As I enter the home stretch, I keep running across them as I flip through looking for the bits and pieces to be used in finished drawings.
Here's a representative sample:
- Miles Topeka to Kansas state fair?
- Where do breasts go?
- Length and curve of blade? Bloody?
- Number of panes in Shetland window?
- Lion? Unicorn?
- Bird and squirrel can be friends?
- Which fricking e has accent and is grave or aigu?
- Fat baby pajamas?
- Wolf toes?
- Would she say this to him like that?
- Mausoleum door locks?
- Ask Leigh how large ballerina ass?
- Ancient sheep face hair?
- Table can support bear? Two bears?
- How big should balls be?
Your encouragement in the comments to the last post is much appreciated. Please don't think I'm whining–the chance to publish a book is a blessing, and my worst day as a cartoonist is better than my best day trying not to smack rock-stupid university alumni across the face.
While the pen's busy the needles are idle, aside from occasional rounds on the second Primavera sock. I'm almost to the toe, and still loving the pattern. I expect to finish book and sock almost simultaneously.
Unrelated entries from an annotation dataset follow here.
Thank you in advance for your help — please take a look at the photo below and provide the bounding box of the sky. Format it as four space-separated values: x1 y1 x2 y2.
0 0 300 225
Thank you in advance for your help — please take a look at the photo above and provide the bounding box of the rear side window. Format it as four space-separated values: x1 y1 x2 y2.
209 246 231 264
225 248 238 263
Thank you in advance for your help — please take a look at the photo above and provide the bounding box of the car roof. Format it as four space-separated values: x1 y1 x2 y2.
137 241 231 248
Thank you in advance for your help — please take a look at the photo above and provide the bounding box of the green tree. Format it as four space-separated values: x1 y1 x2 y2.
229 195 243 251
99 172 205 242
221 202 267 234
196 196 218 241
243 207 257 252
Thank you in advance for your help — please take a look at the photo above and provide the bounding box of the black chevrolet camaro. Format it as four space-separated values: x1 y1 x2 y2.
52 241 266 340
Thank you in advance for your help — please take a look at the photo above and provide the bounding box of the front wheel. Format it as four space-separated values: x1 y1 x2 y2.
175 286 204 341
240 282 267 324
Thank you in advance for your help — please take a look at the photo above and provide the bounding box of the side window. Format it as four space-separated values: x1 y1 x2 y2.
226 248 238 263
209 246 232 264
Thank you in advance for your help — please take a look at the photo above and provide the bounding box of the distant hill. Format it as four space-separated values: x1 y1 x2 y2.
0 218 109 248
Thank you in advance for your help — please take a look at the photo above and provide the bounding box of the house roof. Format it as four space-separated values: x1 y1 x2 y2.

I have promised myself that once the final packet of drawings flies off to Colorado, I may begin Sharon Miller's Wedding Ring Shawl. (Yes, I bought the pattern before it sold out. Nyah, nyah, nyah.) Mine will be worked in a handsome, red Merino laceweight. Of course, it's not as fine as the cobwebby Tinkerbell dental floss Mrs Miller recommends; so if I actually reach journey's end, the finished shawl won't slip through a wedding ring.
I wonder if that means I'd have to call it something else? If you call it a wedding ring shawl when it won't actually fit through a ring, does the Shetland lace cartel send goons to your apartment to shoot out your kneecaps?
Those chicks in Heirloom Knitting look pretty tough. I wouldn't put it past them.
* Internet fun fact: If you Google "Interweave Itches," the first result is my book.